Ou bien ce sentiment repose-t-il sur des données tangibles et profondes ?
Concrètement c’est une réalité à triple entrées qui explique la frustration, l’étouffement puis la colère vis-à-vis des impôts, taxes et charges qui accompagnent les programmes économiques de tous les politiques de toute tendance, qui nous sont présentés depuis 5 ans (aux présidentielles françaises de 2012, aucun candidat n’a formellement soutenu la baisse des impôts), inversant une action décennale (1998-2008) unanime.

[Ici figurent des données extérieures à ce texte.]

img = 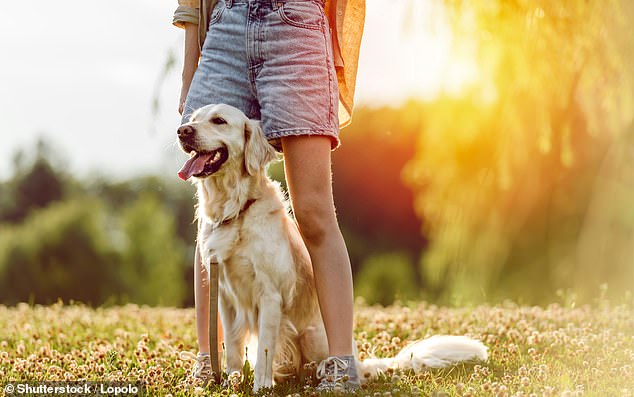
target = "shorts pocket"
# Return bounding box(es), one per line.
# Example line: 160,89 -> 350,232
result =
209,1 -> 226,26
278,1 -> 324,30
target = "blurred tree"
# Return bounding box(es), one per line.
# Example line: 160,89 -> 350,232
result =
332,102 -> 427,277
354,252 -> 419,306
404,0 -> 634,303
87,176 -> 197,305
118,193 -> 187,306
575,124 -> 634,302
0,199 -> 119,305
0,139 -> 69,223
0,145 -> 194,306
87,176 -> 197,246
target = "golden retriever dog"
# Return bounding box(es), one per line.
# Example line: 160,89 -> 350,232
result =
177,104 -> 487,392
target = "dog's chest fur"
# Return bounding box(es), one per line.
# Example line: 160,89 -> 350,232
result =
201,220 -> 261,309
197,177 -> 303,329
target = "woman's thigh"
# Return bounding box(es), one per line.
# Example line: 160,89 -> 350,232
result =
281,135 -> 337,233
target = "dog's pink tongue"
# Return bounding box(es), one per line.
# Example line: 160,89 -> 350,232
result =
178,153 -> 213,181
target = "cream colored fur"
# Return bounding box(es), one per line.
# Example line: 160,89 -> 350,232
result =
179,104 -> 487,392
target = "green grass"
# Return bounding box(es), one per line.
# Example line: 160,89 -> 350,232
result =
0,301 -> 632,396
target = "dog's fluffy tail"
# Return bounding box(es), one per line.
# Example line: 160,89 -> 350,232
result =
356,335 -> 488,380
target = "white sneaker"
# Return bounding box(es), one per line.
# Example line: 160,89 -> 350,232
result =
315,356 -> 360,392
180,351 -> 214,385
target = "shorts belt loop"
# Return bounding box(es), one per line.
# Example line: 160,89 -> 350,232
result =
271,0 -> 281,11
226,0 -> 233,8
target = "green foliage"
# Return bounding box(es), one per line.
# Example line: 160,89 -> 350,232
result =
118,193 -> 186,306
0,193 -> 189,306
354,252 -> 419,305
0,140 -> 69,224
404,0 -> 634,304
0,199 -> 118,305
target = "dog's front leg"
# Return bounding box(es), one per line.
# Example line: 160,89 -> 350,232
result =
219,292 -> 247,375
253,292 -> 282,392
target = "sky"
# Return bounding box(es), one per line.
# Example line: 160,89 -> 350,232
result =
0,0 -> 470,180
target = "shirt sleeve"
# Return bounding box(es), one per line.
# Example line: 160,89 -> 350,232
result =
172,0 -> 199,28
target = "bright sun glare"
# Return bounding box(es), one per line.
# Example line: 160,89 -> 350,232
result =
392,0 -> 483,101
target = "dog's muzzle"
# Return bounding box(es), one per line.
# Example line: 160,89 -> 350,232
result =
177,125 -> 229,181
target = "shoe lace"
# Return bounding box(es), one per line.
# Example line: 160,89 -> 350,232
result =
180,351 -> 212,379
316,356 -> 350,385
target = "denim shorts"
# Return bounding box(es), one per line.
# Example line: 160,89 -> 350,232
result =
182,0 -> 340,150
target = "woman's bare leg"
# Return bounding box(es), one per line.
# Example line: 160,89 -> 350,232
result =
281,135 -> 354,356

La première entrée ou évidence est que le niveau de ponction a atteint un climax général, avec plus de 56 % de prélèvements obligatoires à redistribuer (vers où ? qui se prononce réellement ?). Ceci est le reflet de 5 facteurs qui se sont justifiés un à un, mais qu’il convient à ce stade de regarder dans leur ensemble avec objectivité :
1) Hausse des taux globaux de prélèvements (IR, ISF, TVA, CSG, déplafonnement,…)
2) Suppression des « niches », qui allégeaient la facture fiscale individuelle avec des résultats macro-économiques plus ou moins probants. Certains « malins » en profitaient légalement. Le discount, comme pendant les soldes, réjouissaient dans un premier temps du moins ceux qui en bénéficiaient. Le marketing politique, parfois clientéliste, faisait alors merveilles : « J’ai 50% d’impôts en moins en investissant 2, 3, ou 4 fois le montant de mon impôt initial, avec des risques et un pouvoir d’achat immédiat réel amputé d’autant pendant 5, 8, 10 ans ! Mais je suis content !… »

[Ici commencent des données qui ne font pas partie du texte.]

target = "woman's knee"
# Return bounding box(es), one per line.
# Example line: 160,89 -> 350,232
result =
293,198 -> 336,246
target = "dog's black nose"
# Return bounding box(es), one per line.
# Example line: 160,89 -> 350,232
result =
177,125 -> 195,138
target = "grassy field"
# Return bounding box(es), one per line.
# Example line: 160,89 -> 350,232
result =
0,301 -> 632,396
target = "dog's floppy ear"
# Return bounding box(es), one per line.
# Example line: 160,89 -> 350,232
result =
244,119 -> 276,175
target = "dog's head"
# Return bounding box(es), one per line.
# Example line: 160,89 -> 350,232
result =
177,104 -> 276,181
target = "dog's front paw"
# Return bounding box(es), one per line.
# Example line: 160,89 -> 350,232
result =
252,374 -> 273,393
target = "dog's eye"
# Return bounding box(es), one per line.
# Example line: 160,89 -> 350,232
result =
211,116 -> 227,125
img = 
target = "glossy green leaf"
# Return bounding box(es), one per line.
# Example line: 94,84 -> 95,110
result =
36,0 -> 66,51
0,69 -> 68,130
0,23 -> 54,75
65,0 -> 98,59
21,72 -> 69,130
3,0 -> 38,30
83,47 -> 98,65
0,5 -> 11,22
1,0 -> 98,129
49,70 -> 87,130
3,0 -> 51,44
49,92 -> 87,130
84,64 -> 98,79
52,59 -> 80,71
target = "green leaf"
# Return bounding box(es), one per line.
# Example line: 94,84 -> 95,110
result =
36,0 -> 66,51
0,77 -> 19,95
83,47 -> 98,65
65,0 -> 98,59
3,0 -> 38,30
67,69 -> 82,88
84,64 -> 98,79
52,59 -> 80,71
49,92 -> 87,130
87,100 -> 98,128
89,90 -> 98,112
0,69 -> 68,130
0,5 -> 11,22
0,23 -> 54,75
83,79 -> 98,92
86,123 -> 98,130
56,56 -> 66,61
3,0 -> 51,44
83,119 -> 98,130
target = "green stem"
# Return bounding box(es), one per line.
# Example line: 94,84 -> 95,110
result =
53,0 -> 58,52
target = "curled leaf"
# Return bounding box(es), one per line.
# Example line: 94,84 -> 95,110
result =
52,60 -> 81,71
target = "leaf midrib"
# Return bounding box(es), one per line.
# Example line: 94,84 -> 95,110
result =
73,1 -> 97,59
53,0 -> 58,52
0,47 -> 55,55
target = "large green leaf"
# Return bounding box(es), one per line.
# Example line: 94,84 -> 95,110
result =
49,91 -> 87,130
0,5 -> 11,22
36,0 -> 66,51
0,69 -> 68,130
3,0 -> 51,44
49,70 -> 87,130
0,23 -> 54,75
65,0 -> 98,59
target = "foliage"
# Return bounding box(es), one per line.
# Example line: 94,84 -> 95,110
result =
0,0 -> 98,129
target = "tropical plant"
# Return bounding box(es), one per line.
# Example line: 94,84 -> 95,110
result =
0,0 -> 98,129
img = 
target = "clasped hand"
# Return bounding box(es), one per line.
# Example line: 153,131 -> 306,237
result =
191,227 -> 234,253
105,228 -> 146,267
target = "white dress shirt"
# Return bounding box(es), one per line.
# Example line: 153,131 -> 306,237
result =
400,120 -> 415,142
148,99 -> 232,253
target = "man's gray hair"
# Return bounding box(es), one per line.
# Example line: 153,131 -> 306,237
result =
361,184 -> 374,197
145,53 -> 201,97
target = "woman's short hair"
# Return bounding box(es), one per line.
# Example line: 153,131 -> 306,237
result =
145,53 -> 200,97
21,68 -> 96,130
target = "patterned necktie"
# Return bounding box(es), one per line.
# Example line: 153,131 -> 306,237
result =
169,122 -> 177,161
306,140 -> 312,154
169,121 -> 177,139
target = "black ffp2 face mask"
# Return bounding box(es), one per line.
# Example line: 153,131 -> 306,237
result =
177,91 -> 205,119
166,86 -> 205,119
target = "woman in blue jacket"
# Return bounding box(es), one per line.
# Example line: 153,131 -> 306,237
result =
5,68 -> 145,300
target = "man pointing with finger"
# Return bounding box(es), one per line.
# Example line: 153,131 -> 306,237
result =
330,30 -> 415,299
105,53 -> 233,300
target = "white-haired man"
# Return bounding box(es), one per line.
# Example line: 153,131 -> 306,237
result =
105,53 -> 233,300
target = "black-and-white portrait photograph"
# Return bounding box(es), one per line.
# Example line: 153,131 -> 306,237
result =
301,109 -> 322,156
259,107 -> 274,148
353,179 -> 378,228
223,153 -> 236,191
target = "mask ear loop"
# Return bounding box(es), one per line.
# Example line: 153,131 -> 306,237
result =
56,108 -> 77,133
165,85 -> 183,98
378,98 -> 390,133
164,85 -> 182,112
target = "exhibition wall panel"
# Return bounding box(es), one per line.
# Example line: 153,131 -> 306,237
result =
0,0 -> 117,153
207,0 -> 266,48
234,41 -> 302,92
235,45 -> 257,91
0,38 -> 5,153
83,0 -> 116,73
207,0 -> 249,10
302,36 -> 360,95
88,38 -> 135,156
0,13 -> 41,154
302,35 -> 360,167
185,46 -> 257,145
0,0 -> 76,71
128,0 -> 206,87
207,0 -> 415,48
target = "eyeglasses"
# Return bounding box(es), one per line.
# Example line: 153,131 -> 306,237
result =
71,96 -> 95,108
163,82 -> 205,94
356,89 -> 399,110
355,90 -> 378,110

Il ne s’agit pas ici de défendre toutes ces niches (épinglées largement par la Cour des comptes), mais de faire concorder leur essence à la psychologie du contribuable
3) Les taxes sont partout : Sans remonter aux sketches des Inconnus en 1988, il est à noter que depuis 6 mois, 25 impôts et taxes ont été de fait créés ou augmentés, sans pour autant alléger ceux qui pèsent sur le travail, la compétitivité, la performance entrepreunariale : capital, travail, consommation, habitats sont sanctionnés avec des taux aussi accrus que les pollutions et addictions (dix à cent fois plus rapidement que les fraudes, les délits et les trafics) et souvent les nuisances engendrées par celles-ci n’étant qu’un prétexte à prélèvements et non accompagnement d’une politique de fond.

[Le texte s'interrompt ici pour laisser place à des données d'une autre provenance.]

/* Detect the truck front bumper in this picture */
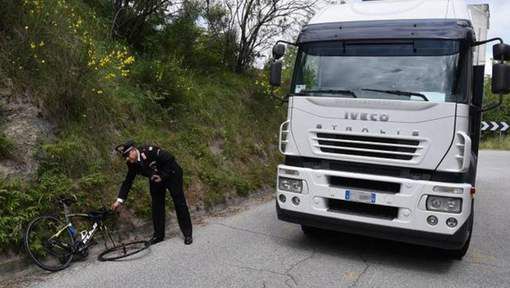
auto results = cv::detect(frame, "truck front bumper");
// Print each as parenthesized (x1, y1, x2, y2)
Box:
(277, 201, 471, 250)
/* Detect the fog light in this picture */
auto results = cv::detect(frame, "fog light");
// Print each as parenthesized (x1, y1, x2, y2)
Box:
(292, 196, 300, 206)
(446, 217, 458, 228)
(279, 194, 286, 203)
(427, 215, 438, 226)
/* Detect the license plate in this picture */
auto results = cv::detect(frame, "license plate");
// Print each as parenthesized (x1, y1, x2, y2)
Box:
(345, 190, 376, 204)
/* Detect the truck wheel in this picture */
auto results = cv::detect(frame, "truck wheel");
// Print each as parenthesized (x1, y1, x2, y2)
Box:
(445, 229, 471, 260)
(444, 211, 473, 260)
(301, 225, 320, 236)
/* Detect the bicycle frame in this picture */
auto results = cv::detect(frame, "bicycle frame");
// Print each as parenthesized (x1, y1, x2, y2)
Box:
(25, 199, 150, 271)
(52, 203, 118, 254)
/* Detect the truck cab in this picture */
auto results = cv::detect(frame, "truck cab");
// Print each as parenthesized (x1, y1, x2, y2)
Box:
(270, 0, 510, 258)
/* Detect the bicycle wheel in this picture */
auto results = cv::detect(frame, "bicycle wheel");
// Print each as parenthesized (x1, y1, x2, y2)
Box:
(24, 215, 74, 271)
(97, 240, 150, 261)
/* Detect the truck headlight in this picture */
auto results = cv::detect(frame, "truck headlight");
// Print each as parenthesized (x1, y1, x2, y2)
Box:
(426, 196, 462, 213)
(278, 177, 303, 193)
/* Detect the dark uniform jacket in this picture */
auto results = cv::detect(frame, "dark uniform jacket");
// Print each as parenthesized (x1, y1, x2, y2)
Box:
(117, 145, 179, 201)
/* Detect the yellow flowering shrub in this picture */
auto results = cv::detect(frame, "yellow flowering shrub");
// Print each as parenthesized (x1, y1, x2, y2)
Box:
(22, 0, 135, 82)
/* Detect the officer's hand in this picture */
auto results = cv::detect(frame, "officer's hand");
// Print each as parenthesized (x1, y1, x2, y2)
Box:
(151, 175, 162, 183)
(111, 201, 123, 211)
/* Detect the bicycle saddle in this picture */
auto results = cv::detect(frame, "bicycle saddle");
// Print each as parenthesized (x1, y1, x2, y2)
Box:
(57, 196, 77, 206)
(87, 208, 113, 220)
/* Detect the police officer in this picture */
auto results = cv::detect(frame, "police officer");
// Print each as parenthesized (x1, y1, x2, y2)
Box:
(112, 140, 193, 245)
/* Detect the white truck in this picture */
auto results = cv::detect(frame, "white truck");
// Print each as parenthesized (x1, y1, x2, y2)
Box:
(269, 0, 510, 258)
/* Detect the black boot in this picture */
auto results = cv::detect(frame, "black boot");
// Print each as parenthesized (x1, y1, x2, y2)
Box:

L’exemple, loin d’être anecdotique, de « l’impôt partout » et du « carcan absurde » peut être donné par la PLF 2013, qui prévoit la limitation pour les sociétés de la déductibilité des intérêts d’emprunt, vécu comme un piège par les chefs d’entreprises. En effet, on limite les charges d’emprunt s à déduire pour obliger les entreprises à renforcer leurs fonds propres par les actionnaires. Mais dans le même temps, le même texte, on introduit une taxe de 3% sur les dividendes de ce capital investi. On n’incite pas à emprunter ; on n’incite pas à recapitaliser ; comment investir alors ?
4) Une partie de plus en plus grande de la population, citoyenne ou non, est – partiellement – exonérée, ce qui pèse sur ceux qui restent, essentiellement les classes moyennes, créant par une redistribution mal expliquée un malaise latent devenu au fil des ans une colère d’injustice. Un lissage des effets de seuil et une plus grande progressivité aideraient ici
5) Un manque de perspectives d’amélioration : Cette pression fiscale est elle suffisante (même nécessaire) pour combler le gouffre des déficits ? Quand s’allègera-t-elle ? N’est-on pas durablement dans un système d’entraide ambigu, avec de toute façon une diminution des prestations moyennes face à une démographie positive ?
La deuxième évidence est la complexité de notre fiscalité générale, fruit d’un empilement politique et économique, d’une évolution mondiale et des réponses parcellaires, sporadiques et souvent incohérentes apportées par une technocratie de haut niveau mais privée d’un contact direct, notamment avec les PME.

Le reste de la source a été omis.